Well, why not fight superstition with superstition?

We put a new mattress topper on our bed yesterday. Our old one was falling to bits. This new one has ridges in it - like " the ribbed sea sand. "  I don't suppose it's really going to do anything wonderful for our poor, old, battered spines and hips but it will disguise- as the old one did- just how cheap and saggy the mattress is.

"Ribbed sea sand". I love that image. It's one of Wordsworth's nifty, little contributions to The Ancient Mariner. Wordsworth and Coleridge are one of the great, artistic partnerships- like Lennon and McCartney- with Dorthy W off to the side in the George Harrison role.

The romantic era made a big deal out of the single, isolated, artistic genius, standing- like Byron's Manfred- on an alpine  crag above the world.  Actually it was never really like that. Art is social. Even lonely, romantic artists have patrons, teachers, wives, friends, disciples, assistants, rivals.  The coming together of Coleridge and the two Wordsworths produced better work than any of them managed after the group broke up. So who was Ringo, then? Maybe de Quincey was Ringo.
 
The best art of the present age is collaborative. I'm talking about TV now- which is even more collaborative than cinema.  Take the Wire, for instance. It's the 21st century equivalent of Middlemarch or War and Peace- and yet it doesn't have a single author- or auteur. Hundreds of very talented people- writers, directors, actors, technicians- have collaborated on it, subsuming their individual quirks in a common vision. You'd think this way of working would produce something evened-out and anonymous, but it doesn't. The Wire has abundant character. But whose?

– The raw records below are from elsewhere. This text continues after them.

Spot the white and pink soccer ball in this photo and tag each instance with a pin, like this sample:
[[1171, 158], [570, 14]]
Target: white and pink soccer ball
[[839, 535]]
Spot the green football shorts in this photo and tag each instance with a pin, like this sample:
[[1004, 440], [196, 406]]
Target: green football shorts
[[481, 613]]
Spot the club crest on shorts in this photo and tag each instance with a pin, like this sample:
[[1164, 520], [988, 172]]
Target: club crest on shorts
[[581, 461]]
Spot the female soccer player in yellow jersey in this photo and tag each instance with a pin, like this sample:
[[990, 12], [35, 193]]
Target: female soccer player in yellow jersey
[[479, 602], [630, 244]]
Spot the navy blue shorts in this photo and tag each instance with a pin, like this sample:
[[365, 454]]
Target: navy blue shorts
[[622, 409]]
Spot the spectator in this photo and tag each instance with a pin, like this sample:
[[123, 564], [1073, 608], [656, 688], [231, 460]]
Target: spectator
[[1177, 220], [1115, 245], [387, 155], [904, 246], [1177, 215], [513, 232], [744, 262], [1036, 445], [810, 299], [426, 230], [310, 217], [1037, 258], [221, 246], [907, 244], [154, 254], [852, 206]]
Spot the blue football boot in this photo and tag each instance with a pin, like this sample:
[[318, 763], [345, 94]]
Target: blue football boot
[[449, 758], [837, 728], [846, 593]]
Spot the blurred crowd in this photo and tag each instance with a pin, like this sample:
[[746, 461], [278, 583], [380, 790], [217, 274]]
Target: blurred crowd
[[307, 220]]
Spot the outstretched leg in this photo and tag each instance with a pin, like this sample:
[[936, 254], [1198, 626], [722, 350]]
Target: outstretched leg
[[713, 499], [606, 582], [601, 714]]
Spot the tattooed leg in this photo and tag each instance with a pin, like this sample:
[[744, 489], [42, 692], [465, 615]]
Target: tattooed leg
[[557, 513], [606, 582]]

Maybe we're getting back to the way things were in the Middle Ages. Maybe the era of the solitary genius is over. The medieval cathedrals are the most awesome art works ever created,  but- as Orson Welles points out in F for Fake- they're unattributable- the creation of many, many people and nobody in particular.  

Ailz has gone off to hit the sales with Ruth, so I have most of my lucky day to myself. I intend to spend it doing a righteous amount of housework. We'll see.